‘And I will put some clothes on.’
Now, what was that look? Relief? Or annoyance? He wasn’t arrogant enough to call it disappointment, no matter how tempting it had been to tease her over that a short time before.
‘You too.’
As he moved past her he paused to lift the edges of the robe up and over her shoulders, tugging them together to remove the temptation of her breasts. The ragged way she was breathing brought those soft curves up to meet his hands, brushing against his fingers for a moment so that he had to complete the movement with an awkward jerk, letting the silk drop into place as he stepped back and away abruptly.
‘Help yourself to a drink.’
He waved a hand in the direction of the rich red wine he’d left to breathe on the dressing table as, impatient to get out of the way of temptation, he snatched up the jeans and shirt that he’d left on the bed on his way into the bathroom.
There wasn’t time to shower all over again, no matter how much he needed the pounding of icy water to suppress the hungry demand that was making his body ache with discomfort. For one thing, Imogen knew he’d just come out of the shower when she’d stumbled into the room.
His pulse rate skyrocketed at the memory of the way she had looked then, appearing like a fantasy in his dream just when he’d been imagining her, remembering that last night in Corsica, before she had turned into another woman, one so like the greedy gold-diggers he’d come up against too often already.
She’d even used the same words that Alice had spoken: ‘I need to tell you something. I can’t let you go…’
No, damn it, no! He forced his eyes away from the shower and instead contented himself with filling the sink with cold water and dunking his head and face deep into it. It did little to quell the throbbing pulse in his groin, but it did force him to clear his mind and try to think as coldly and rationally about things as he could. The memory of the way Alice had used him, taken his love and cast it aside, did the rest.
This was not how he had expected the evening to go. Though, if he were honest with himself, he hadn’t really expected anything.
Certainly not the sudden appearance of Imogen in his room, bringing with her too many memories, too many hopes he had once cherished. Hopes he had once been young enough and fool enough to believe in.

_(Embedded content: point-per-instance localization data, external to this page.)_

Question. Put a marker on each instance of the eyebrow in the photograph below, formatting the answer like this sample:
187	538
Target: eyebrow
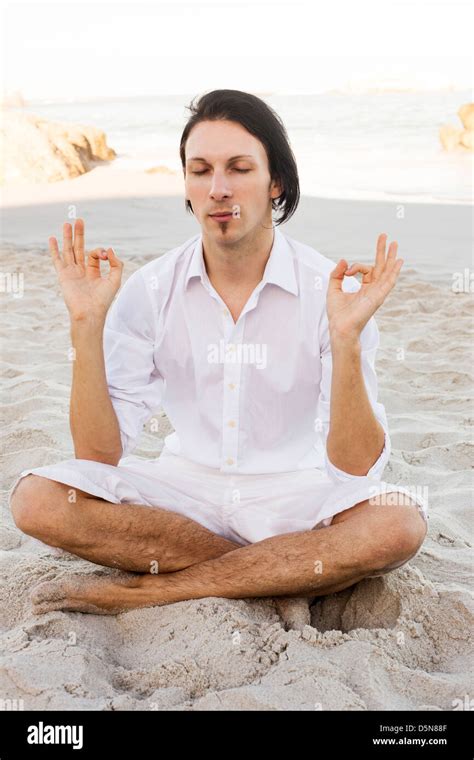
234	158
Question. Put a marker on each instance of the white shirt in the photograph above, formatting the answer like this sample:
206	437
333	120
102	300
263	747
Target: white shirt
245	397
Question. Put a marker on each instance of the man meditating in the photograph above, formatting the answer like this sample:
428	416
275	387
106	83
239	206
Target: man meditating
262	354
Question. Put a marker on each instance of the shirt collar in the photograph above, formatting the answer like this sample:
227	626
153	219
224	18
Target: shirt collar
279	269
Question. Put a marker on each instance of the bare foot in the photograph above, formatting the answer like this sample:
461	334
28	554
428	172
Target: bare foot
101	595
294	611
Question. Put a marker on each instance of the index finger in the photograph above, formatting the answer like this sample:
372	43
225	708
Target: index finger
79	241
380	255
54	251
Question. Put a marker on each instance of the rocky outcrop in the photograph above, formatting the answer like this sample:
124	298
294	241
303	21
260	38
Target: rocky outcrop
33	149
454	138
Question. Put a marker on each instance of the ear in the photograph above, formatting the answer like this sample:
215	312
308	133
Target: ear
276	188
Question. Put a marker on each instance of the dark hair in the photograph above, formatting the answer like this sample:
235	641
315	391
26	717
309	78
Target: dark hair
262	122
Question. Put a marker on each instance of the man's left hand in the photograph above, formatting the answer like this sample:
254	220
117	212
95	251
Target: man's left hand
348	313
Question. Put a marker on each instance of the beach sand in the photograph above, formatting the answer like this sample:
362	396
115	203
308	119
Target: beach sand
398	642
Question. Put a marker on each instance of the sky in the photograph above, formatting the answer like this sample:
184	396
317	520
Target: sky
71	50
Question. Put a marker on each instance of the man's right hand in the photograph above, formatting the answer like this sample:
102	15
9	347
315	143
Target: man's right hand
86	293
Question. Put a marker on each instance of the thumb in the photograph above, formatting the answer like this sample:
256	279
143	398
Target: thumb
337	275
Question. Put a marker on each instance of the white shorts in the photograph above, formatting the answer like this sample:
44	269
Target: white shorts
242	508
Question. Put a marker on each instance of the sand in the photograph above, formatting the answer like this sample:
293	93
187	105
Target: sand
398	642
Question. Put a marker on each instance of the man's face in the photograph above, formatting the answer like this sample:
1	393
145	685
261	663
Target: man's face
227	171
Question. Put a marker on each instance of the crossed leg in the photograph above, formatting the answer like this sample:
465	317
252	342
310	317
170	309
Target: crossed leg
194	562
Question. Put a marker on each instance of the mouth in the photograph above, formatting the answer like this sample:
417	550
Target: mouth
222	217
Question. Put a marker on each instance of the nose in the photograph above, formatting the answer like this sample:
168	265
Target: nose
219	188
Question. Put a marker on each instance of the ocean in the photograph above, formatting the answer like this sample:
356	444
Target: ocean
375	146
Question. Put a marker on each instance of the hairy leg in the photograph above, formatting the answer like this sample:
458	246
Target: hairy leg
308	563
130	537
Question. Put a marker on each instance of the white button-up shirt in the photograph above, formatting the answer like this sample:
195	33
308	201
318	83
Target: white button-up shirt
245	397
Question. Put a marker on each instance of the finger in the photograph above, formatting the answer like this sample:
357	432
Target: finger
55	255
95	257
116	266
337	275
78	245
392	251
364	269
380	255
67	244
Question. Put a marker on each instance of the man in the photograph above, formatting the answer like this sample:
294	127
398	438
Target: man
262	355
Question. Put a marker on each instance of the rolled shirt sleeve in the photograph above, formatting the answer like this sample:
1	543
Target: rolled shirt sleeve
369	340
134	382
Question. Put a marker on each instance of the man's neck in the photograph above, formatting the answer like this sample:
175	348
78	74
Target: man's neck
240	266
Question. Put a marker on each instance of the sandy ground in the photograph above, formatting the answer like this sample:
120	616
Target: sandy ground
397	642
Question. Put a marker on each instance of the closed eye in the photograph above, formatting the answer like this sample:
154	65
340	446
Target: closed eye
203	171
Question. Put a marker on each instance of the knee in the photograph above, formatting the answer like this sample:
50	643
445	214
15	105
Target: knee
31	504
402	529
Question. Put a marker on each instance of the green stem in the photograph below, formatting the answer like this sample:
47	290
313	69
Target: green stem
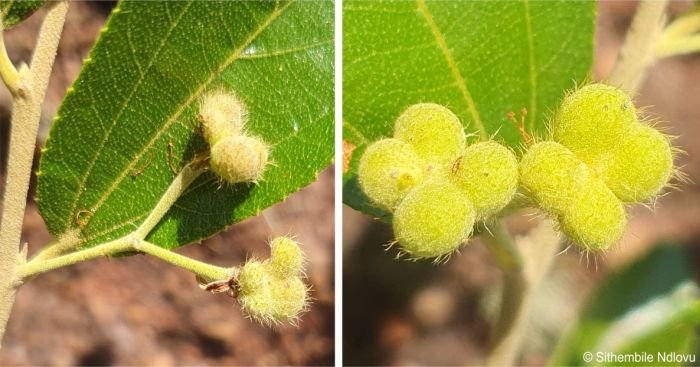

The thought of those naïve dreams threatened to distract him from the path he had determined on. The path that had unexpectedly opened up so clearly and easily in the space of the last hour. When he had planned his revenge on Imogen O’Sullivan he had never really anticipated it being handed to him on a plate like this. But he intended to take full advantage of it.
CHAPTER FIVE
‘HELP YOURSELF TO a drink.’
Imogen gritted her teeth against the irritation those words caused her. The casual invitation drifted over his shoulder as he walked away from her into the en suite. As if he was the host here and she a mere visitor.
Which she might well be soon, cold reality reminded her. The marriage of convenience to Adnan had been their last chance to save the stud, her father’s reputation and her own future. Now those plans lay in ashes, the hope she’d had disappearing out of the door with Adnan in that black rage.
Who could blame him? When she thought of the scene that must have met her fiancé’s eyes—her former fiancé’s eyes—just minutes before, her skin burned, her eyes stinging with hot tears of shame. She had lost Adnan’s friendship as well as everything else, she knew. His powerful male pride would never stand for seeing her in another man’s bedroom, in his arms—and both of them half-dressed.
Shaking fingers moved over the rumpled silk of her robe, feeling how, even now, her insubstantial clothing was still not fully restored to any degree of order. The memory of the cold, indifferent way that Raoul had hauled her robe around her—the speed with which he had pulled his hands away as if, once their audience had gone, it disgusted him to touch her—made her feel as if something cold and slimy had slithered over her skin. Once, he hadn’t been able to wait long enough to peel her clothes from her body, but had ripped them away in the heat of hunger. Several of her dresses had ended up as mere shreds of cotton, discarded on the floor.